Associações de defesa do consumidor afirmam que medida prejudicará passageiros e turistas. (Foto: Reprodução)

Prioridade do presidente da Câmara, Arthur Lira (PP-AL), para o segundo semestre, o projeto da nova Lei Geral do Turismo pode reduzir substancialmente as indenizações aos passageiros por atrasos e cancelamentos de voos e impedir que o Código de Defesa do Consumidor seja utilizado nesses processos. São demandas antigas das empresas aéreas, que gastaram R$ 1,1 bilhão ano passado no Brasil para ressarcir clientes. Mas, para o Ministério Público e associações de defesa do consumidor, a modificação prejudicará os passageiros e turistas e pode inclusive piorar a qualidade dos serviços diante da falta de punição.

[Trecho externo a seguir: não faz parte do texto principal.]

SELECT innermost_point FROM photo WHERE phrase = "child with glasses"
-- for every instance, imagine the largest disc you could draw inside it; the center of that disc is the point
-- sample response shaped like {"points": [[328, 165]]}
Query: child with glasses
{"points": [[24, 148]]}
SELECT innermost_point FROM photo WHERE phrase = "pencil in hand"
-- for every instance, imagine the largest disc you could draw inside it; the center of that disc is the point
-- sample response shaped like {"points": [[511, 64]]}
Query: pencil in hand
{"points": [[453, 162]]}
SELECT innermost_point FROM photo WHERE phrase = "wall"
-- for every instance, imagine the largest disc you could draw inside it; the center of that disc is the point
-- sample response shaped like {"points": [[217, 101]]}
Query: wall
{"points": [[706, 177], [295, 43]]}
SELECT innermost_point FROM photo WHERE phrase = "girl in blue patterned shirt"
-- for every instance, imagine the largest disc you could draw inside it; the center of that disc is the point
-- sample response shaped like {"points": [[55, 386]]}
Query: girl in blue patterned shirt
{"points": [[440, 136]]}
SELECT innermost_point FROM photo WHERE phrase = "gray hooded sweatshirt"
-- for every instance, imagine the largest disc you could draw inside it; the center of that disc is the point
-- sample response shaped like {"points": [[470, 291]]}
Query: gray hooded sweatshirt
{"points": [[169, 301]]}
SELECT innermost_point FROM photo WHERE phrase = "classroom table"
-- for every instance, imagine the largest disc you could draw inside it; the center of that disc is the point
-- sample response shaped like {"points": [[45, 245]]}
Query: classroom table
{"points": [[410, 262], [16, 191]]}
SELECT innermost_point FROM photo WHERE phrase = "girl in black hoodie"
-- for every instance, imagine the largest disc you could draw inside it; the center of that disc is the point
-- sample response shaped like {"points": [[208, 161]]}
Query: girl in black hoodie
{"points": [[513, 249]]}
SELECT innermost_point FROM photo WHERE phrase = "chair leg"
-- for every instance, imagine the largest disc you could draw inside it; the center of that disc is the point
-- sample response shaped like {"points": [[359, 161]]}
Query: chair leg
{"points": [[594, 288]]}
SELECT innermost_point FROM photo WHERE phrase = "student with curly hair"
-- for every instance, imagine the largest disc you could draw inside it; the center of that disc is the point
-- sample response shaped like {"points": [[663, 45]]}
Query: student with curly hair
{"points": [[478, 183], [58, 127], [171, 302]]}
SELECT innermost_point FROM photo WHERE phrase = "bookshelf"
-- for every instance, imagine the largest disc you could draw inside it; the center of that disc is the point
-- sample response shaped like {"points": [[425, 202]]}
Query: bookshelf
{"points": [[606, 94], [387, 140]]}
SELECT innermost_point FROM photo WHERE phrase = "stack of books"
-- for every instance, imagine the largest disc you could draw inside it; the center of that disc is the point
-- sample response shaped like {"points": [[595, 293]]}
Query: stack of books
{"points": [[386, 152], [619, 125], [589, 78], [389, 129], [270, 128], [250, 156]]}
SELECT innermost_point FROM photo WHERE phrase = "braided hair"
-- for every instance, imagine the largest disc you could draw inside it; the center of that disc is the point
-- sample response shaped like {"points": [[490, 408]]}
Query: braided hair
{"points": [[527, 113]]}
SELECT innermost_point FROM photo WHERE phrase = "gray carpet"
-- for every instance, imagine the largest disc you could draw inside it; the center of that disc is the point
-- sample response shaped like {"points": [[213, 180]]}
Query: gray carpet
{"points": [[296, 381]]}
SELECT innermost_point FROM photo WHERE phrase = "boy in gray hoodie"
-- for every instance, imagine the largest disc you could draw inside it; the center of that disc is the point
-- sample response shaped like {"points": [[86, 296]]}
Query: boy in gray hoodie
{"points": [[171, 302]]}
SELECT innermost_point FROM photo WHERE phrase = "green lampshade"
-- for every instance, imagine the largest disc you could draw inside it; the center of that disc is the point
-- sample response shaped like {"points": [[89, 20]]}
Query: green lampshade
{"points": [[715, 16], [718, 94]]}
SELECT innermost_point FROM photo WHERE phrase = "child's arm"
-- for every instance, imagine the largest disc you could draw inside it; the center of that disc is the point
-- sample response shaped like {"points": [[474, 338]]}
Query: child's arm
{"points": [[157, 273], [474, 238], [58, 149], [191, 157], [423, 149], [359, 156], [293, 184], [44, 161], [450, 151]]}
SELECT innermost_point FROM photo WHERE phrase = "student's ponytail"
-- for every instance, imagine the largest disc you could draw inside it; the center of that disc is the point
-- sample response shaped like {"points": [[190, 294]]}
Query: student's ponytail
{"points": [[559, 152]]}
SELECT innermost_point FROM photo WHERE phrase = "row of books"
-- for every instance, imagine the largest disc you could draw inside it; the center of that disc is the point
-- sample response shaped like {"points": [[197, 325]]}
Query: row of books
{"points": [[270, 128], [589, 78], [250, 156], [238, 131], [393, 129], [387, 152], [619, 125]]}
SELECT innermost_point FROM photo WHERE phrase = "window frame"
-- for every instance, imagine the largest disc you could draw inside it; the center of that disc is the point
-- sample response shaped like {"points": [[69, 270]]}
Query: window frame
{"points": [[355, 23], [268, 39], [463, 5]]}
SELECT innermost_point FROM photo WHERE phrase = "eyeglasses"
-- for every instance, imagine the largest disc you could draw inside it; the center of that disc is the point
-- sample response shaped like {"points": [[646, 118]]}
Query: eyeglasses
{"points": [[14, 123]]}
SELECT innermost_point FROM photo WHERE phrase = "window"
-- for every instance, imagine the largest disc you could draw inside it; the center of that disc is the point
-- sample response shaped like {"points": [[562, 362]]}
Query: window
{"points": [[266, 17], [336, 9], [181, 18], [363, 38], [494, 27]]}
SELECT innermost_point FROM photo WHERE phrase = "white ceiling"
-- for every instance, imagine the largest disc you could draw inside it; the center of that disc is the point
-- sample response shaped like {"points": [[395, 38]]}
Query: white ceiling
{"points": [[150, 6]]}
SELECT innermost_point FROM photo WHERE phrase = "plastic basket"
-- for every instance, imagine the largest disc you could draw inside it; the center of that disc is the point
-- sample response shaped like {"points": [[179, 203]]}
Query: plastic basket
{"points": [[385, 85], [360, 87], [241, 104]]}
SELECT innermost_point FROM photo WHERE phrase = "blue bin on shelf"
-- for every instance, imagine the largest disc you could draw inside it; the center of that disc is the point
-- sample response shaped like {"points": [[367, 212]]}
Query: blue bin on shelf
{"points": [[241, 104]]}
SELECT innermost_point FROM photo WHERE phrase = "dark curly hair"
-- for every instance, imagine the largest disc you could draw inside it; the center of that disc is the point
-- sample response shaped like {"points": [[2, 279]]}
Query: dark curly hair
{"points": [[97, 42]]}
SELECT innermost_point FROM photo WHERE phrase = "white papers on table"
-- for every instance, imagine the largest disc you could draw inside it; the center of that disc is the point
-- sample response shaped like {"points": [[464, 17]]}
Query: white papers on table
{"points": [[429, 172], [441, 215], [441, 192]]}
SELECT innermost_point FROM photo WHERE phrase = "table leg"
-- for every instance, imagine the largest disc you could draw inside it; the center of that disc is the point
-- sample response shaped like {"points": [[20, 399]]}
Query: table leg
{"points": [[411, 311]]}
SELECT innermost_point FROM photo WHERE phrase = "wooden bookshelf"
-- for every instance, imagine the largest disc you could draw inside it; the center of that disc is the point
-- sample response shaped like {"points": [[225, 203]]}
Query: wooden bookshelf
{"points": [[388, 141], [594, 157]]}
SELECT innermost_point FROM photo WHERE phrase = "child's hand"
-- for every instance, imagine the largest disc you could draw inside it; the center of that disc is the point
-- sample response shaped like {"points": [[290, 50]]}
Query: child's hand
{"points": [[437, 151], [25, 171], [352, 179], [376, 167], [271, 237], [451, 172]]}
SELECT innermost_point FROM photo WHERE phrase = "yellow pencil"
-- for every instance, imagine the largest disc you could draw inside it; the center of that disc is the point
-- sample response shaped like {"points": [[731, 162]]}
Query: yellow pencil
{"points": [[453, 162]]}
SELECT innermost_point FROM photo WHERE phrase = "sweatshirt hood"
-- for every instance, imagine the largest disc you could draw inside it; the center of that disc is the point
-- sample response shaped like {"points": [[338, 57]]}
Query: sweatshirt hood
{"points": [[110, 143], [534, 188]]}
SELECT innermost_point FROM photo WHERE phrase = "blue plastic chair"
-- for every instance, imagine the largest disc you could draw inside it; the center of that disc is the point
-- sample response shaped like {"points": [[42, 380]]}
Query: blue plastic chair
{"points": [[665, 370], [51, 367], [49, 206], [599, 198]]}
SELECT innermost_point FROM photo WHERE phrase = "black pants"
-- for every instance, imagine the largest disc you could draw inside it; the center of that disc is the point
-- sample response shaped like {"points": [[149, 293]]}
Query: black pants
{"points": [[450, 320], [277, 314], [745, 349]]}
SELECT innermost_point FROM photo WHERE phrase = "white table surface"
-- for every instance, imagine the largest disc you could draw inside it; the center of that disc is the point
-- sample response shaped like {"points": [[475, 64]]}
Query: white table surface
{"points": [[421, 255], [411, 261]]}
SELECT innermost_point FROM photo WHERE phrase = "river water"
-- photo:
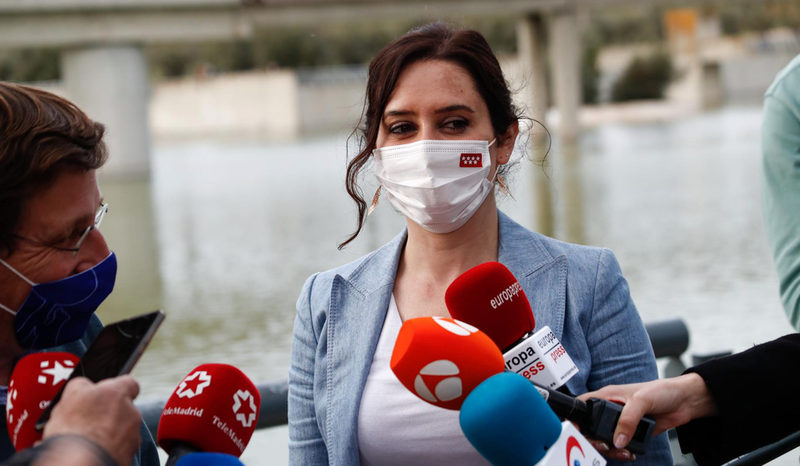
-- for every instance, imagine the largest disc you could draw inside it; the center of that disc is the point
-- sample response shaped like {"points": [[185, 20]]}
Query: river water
{"points": [[226, 232]]}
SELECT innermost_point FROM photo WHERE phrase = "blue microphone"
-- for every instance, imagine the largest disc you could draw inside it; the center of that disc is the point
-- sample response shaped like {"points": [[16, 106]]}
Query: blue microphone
{"points": [[209, 459], [508, 422]]}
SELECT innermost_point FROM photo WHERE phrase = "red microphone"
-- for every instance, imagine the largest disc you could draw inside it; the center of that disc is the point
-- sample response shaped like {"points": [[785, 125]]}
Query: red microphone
{"points": [[442, 360], [214, 409], [35, 381], [490, 297]]}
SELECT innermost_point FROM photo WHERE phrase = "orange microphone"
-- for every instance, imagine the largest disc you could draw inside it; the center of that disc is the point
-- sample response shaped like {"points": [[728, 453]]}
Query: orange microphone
{"points": [[214, 409], [35, 381], [442, 360]]}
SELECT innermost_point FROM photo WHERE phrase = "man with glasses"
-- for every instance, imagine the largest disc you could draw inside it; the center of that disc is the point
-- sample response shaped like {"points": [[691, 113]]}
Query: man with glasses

A mudança na legislação foi proposta pelo relator, o senador Flávio Bolsonaro (PL-RJ), e aprovada sem alarde pelo Senado Federal. O texto agora volta à Câmara, que o aprovou em 2019 sem as restrições à indenização de passageiros.

O deputado Paulo Azi (União-BA), que assumiu novamente a relatoria do projeto, disse concordar com a alteração. “Quando for efetivamente comprovado que a responsabilidade foi da empresa, ela será penalizada. Quando não foi, não há porque puni-la”, disse. Segundo Azi, a intenção é votar o projeto ainda em agosto e envia-lo para sanção presidencial.

Na avaliação de Flávio Bolsonaro, a regra proposta é uma forma de “conceder segurança jurídica” e “incentivar a resolução de conflitos entre as partes [pela] via administrativa antes de recorrer ao Poder Judiciário, o que custa cerca de R$ 91 bilhões aos cofres públicos”, conforme escreveu em seu parecer. O parlamentar não destacou a mudança em seus discursos sobre o projeto.

O que muda

O texto altera a legislação e jurisprudência atual para reduzir o valor das indenizações. Proíbe que as companhias tenham que pagar danos morais em caráter presumido ou punitivo (ou seja, para que não repitam esses erros) e só permite a indenização com “o objetivo de compensar um dano comprovado”. Hoje, a prática no Judiciário é que as empresas sejam punidas em valores mais altos dos que o dano comprovado, como a perda de um show ou dia de serviço, para que evitem repetir a falha – o caráter “pedagógico” da punição.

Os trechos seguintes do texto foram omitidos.